A research study by Microsoft and Salesforce shows that if you break a complex query into multiple chatbot turns (adding details gradually), the final accuracy drops significantly, compared to giving all details in a single prompt. Why? Because the early turns contain partial or incorrect intermediate answers from the model, and those remain in the context. When the model later tries to answer with all info, its memory still includes those wrong attempts, which conflict with the corrected info and lead it off track. Essentially, the conversation’s context clashes with itself. The model may inadvertently use an outdated piece of context (from an earlier turn) that doesn’t apply after new info is added.

In agent systems, context clash is especially dangerous because an agent might combine outputs from different tools or subagents. If those outputs disagree, the aggregated context is inconsistent. The agent could then get stuck or produce nonsensical results trying to reconcile the contradictions. Preventing context clash involves ensuring the context is fresh and consistent, for instance, clearing or updating any outdated info and not mixing sources that haven’t been vetted for consistency.

Context leakage and knowledge conflicts

In systems where multiple agents or users share a memory store, there’s a risk of information bleeding over between contexts.

For example, if two separate users’ data embeddings reside in the same vector database without proper access control, an agent answering User A’s query might accidentally retrieve some of User B’s memory. This cross-context leak can expose private information or just create confusion in responses.

According to the OWASP Top 10 for LLM Applications, multitenant vector databases must guard against such leakage:

According to LLM08:2025 Vector and Embedding Weaknesses, one of the common risks is context leakage:

In multi-tenant environments where multiple classes of users or applications share the same vector database, there's a risk of context leakage between users or queries. Data federation knowledge conflict errors can occur when data from multiple sources contradict each other. This can also happen when an LLM can’t supersede old knowledge that it has learned while training, with the new data from Retrieval Augmentation.

Another aspect is that an LLM might have trouble overriding its built-in knowledge with new info from memory. If the model was trained on some fact and the retrieved context says the opposite, the model can get confused about which to trust. Without proper design, the agent could mix up contexts or fail to update old knowledge with new evidence, leading to stale or incorrect answers.

Hallucinations and misinformation

While hallucination (the LLM making up plausible-sounding but false information) is a known problem even without long contexts, poor memory management can amplify it.

If the agent’s memory is lacking a crucial fact, the model may just fill in the gap with a guess, and if that guess then enters the context (poisoning it), the error persists.

The OWASP LLM security report (LLM09:2025 Misinformation) highlights misinformation as a core vulnerability: LLMs can produce confident but fabricated answers, and users may overtrust them. An agent with a bad or outdated long-term memory might confidently cite something that was true last year but is false now, unless its memory is kept up to date.

Overreliance on the AI’s output (by either the user or the agent itself in a loop) can make this worse. If no one ever checks the info in memory, the agent can accumulate falsehoods. This is why RAG is often used to reduce hallucinations: By retrieving an authoritative source, the model doesn’t have to invent facts. But if your retrieval pulls in the wrong document (say, one that contains misinformation) or if an early hallucination isn’t pruned, the system may propagate that misinformation throughout its actions.

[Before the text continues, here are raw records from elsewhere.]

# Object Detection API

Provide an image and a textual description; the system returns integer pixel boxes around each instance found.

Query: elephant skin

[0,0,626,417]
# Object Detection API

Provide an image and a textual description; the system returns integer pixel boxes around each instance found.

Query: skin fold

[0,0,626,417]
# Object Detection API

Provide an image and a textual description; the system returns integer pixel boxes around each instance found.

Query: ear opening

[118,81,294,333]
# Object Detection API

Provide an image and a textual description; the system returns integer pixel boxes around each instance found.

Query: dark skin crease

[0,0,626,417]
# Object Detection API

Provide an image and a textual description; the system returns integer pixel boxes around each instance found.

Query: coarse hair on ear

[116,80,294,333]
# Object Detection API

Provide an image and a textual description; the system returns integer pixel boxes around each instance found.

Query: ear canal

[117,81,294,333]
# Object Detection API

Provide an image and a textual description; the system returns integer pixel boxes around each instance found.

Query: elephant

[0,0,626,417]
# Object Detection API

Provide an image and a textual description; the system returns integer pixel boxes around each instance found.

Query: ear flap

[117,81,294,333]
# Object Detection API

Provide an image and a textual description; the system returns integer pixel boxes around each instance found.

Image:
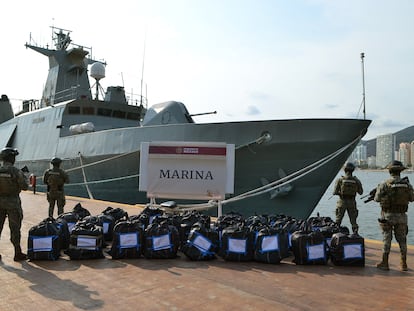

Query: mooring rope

[78,151,93,199]
[157,136,361,211]
[29,133,361,211]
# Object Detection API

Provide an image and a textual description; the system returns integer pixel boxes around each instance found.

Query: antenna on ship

[91,62,105,100]
[140,31,147,107]
[361,53,366,120]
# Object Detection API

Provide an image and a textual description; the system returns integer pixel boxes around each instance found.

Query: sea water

[311,170,414,245]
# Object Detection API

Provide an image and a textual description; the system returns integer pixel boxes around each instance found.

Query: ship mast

[361,53,366,120]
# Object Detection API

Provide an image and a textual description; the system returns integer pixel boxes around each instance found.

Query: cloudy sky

[0,0,414,139]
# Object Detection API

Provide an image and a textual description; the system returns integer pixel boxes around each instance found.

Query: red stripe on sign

[149,146,226,156]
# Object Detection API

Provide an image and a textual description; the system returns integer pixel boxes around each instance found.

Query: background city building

[376,134,396,168]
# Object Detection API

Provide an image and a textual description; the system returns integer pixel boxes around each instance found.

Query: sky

[0,0,414,140]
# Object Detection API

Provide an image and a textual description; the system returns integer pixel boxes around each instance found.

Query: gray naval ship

[0,27,371,219]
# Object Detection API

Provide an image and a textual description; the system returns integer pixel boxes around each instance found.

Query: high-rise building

[349,143,367,166]
[398,143,411,166]
[410,141,414,166]
[376,134,396,168]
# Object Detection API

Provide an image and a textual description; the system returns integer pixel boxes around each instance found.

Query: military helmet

[50,157,62,164]
[0,147,19,160]
[344,162,355,172]
[387,160,406,172]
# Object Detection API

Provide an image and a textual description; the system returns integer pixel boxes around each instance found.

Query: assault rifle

[361,176,410,203]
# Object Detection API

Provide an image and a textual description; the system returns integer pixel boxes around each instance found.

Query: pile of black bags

[28,204,365,266]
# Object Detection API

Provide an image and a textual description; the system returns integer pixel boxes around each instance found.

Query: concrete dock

[0,191,414,311]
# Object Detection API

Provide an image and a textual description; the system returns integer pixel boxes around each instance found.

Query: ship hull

[16,119,370,219]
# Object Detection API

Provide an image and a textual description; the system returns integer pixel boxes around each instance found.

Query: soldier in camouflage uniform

[374,161,414,271]
[333,162,364,233]
[43,158,69,217]
[0,148,29,261]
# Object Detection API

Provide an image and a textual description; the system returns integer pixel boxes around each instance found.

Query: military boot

[400,253,408,271]
[13,246,27,261]
[377,253,390,271]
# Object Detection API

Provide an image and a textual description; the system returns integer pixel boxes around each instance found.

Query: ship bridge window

[127,112,141,121]
[112,110,126,119]
[98,108,112,117]
[69,106,80,114]
[82,107,95,115]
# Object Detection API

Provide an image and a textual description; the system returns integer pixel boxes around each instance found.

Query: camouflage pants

[380,213,408,254]
[0,196,23,246]
[335,199,358,231]
[47,191,66,217]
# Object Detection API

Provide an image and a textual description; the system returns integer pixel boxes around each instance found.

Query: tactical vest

[387,181,410,207]
[340,176,358,197]
[46,170,65,191]
[0,166,20,196]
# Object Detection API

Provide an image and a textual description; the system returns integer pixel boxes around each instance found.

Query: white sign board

[139,142,234,200]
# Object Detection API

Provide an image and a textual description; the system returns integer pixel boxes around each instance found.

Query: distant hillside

[362,126,414,157]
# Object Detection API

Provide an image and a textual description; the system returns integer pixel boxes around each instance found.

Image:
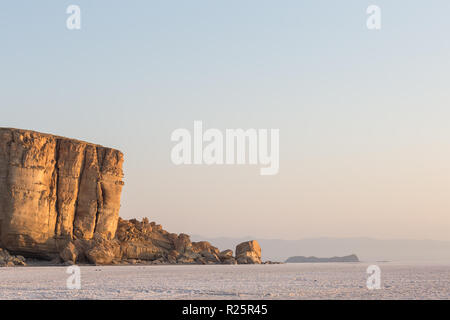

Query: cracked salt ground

[0,263,450,299]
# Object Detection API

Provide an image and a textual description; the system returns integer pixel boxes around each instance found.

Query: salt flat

[0,263,450,299]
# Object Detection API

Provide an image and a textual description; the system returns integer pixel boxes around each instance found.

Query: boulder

[236,240,261,264]
[0,248,26,267]
[219,249,233,260]
[174,233,192,253]
[59,242,78,263]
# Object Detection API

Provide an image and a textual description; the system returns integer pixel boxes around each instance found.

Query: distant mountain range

[285,254,359,263]
[191,235,450,262]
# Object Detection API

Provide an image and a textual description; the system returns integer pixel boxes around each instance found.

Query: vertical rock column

[0,128,123,256]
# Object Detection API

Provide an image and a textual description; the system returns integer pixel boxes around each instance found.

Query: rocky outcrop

[60,218,254,264]
[0,128,123,257]
[236,240,261,264]
[0,128,261,265]
[0,248,26,267]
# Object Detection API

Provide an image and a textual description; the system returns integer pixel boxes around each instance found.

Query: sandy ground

[0,263,450,299]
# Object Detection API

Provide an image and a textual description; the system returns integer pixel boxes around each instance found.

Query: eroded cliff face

[0,128,123,256]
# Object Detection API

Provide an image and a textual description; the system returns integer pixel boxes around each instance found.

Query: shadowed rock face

[0,128,123,256]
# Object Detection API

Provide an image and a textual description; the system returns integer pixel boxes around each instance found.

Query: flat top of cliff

[0,127,122,153]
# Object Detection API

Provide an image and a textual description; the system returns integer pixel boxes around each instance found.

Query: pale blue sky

[0,0,450,240]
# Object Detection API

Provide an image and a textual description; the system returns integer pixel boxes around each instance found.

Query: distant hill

[285,254,359,263]
[192,236,450,262]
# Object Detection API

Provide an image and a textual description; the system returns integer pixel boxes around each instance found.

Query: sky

[0,0,450,240]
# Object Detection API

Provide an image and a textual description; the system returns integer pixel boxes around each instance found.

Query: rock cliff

[0,128,123,257]
[0,128,261,266]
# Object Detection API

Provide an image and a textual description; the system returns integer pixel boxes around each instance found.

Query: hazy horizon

[0,0,450,241]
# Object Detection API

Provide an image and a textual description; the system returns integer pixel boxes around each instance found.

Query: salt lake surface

[0,263,450,299]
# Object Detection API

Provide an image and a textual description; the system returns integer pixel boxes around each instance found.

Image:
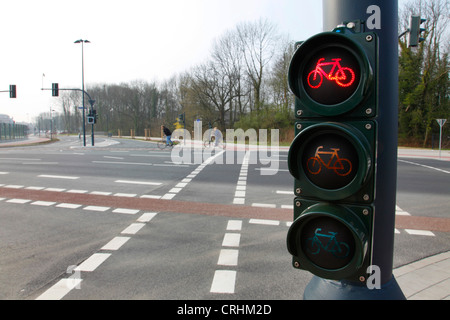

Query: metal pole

[305,0,405,299]
[81,40,86,147]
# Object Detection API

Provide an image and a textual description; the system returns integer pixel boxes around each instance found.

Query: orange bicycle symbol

[308,58,355,89]
[307,146,352,177]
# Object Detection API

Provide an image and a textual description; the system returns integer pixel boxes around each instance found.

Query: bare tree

[237,19,278,112]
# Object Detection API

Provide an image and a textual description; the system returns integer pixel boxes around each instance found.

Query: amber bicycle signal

[307,146,352,177]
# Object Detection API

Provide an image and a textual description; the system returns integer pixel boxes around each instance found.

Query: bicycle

[307,58,356,89]
[157,136,174,150]
[307,228,350,259]
[306,146,352,177]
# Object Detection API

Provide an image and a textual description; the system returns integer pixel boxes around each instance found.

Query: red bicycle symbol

[308,58,356,89]
[306,146,352,177]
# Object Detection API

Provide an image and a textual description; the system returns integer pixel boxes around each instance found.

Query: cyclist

[213,127,222,147]
[161,125,173,146]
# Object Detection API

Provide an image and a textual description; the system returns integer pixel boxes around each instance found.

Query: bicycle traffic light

[287,28,378,282]
[406,16,427,48]
[9,84,17,99]
[52,83,59,97]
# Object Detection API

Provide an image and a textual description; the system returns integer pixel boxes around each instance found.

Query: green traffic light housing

[287,198,373,283]
[288,120,376,203]
[288,28,378,118]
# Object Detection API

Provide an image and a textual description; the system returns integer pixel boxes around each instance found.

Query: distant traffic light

[52,83,59,97]
[287,28,378,282]
[9,84,17,99]
[406,15,427,48]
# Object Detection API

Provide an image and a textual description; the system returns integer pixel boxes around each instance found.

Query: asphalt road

[0,137,450,300]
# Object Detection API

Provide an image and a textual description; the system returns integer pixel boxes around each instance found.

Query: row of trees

[399,0,450,147]
[47,19,294,142]
[41,0,450,146]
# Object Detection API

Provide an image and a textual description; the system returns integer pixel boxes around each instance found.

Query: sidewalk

[394,251,450,300]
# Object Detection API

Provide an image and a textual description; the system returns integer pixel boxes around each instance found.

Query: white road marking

[31,201,56,207]
[56,203,82,209]
[227,220,242,231]
[114,180,162,186]
[92,161,153,166]
[100,237,131,251]
[4,184,25,189]
[113,193,137,198]
[66,189,88,194]
[38,174,80,180]
[136,212,157,223]
[6,199,31,204]
[113,208,139,214]
[83,206,111,212]
[36,278,83,300]
[222,233,241,247]
[405,229,434,237]
[217,249,239,266]
[121,223,145,234]
[210,270,236,293]
[249,219,280,226]
[74,253,111,272]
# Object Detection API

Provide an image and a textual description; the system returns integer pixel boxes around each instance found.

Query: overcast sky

[0,0,408,122]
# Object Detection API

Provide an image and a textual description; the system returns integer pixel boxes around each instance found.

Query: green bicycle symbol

[307,228,350,259]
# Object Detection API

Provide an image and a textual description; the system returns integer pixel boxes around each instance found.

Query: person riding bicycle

[213,127,223,147]
[161,126,173,146]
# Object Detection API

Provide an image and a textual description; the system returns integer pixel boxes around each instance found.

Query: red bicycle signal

[307,58,356,89]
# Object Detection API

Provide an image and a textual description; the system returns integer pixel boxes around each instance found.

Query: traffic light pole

The bottom line: Failing to manage memory can lead to incorrect and misleading outputs, which can be damaging, especially if the stakes are high (for example, bad advice in a finance or medical domain). An agent needs mechanisms to verify or correct its memory content, not just unconditionally trust whatever is in the context.

In summary, giving an AI agent an infinitely long memory or dumping every possible thing into its context is not a recipe for success.

Best practices for memory management in LLM applications

To avoid the pitfalls above, developers and researchers devised a number of best practices for managing context and memory in AI systems. These practices aim to keep the AI’s working context lean, relevant, and up to date.Here are some of the key strategies, along with examples of how they help.

RAG: Use targeted context

Much of RAG has already been covered in the earlier section, so this serves as a concise set of practical reminders:

Use targeted retrieval, not bulk loading: Retrieve only the most relevant chunks instead of pushing entire documents or full conversation histories into the prompt.
Treat RAG as just-in-time memory recall: Fetch context only when it’s needed, rather than carrying everything forward across turns.
Prefer relevance-aware retrieval strategies: Approaches like top-k semantic search, Reciprocal Rank Fusion, or tool loadout filtering help reduce noise and improve grounding.
Larger context windows don’t remove the need for RAG: Two highly relevant paragraphs are almost always more effective than 20 loosely related pages.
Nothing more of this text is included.